Monday, July 11, 2011

not so simple; not so complicated

{excerpt, Lone Star Rising: Lyndon Johnson and his Times, 1908 - 1960. Robert Dallek}------------ [Richard] Russell had a reputation as a staunch conservative, but he had helped create the Rural Electrification Administration and the Farmers Home Administration. "I'm a reactionary when times are good," Russell once said. "In a depression, I'm a liberal." Although Russell was much more southern and committed to racial segregation than Johnson, they both opposed Federal activism in behalf of civil rights in the early fifties. More important, they both worked for the fuller integration of the South and the West into the nation's economic and political life. They wanted both regions to gain a larger share of the national wealth and power than they had controlled during the first half of the century.

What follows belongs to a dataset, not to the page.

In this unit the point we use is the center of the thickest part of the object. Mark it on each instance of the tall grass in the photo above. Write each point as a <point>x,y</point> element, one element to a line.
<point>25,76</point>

Johnson got close to Russell, but he consciously strove to avoid becoming "a professional Southerner" like Russell. Hubert Humphrey remembered Russell as "smarter than others, shrewd in the ways of the Senate, brilliant in tactics and parliamentary maneuver, and . . . constructive on most matters of foreign policy and on many domestic issues." But "his tremendous ability was weakened and corroded by his unalterable opposition to the passage of any legislation that would alleviate the plight of the black man throughout the nation. He was the victim of his region, the victim of a heritage of the past, unable to break out of the bonds of his own slavery." Russell himself told Harry McPherson, he "just let the twentieth century pass him by."

Johnson wouldn't let that happen to him. As a liberal nationalist who wanted to rise above a regional identification, Lyndon put some distance between himself and Russell. Their relationship "intrigued" Hubert Humphrey. Johnson "was a close friend of Dick Russell's; a close associate of Walter George, who was a powerful senator from Georgia; he had good working relationships with every southerner, but he wasn't quite southern. He was a different cut. ..."
---------------{end excerpt}
{Copyright, 1991. Oxford University Press, Inc.
New York, New York}

"I'm a reactionary when times are good. In a depression, I'm a liberal."
The time frame being written about there is 1949 - 1954.
Here's a time-line:

*** 1949 - 1954. U.S. Senator Lyndon Johnson "opposed federal activism on behalf of civil rights."

*** 1964. President Lyndon Johnson signs Civil Rights Act.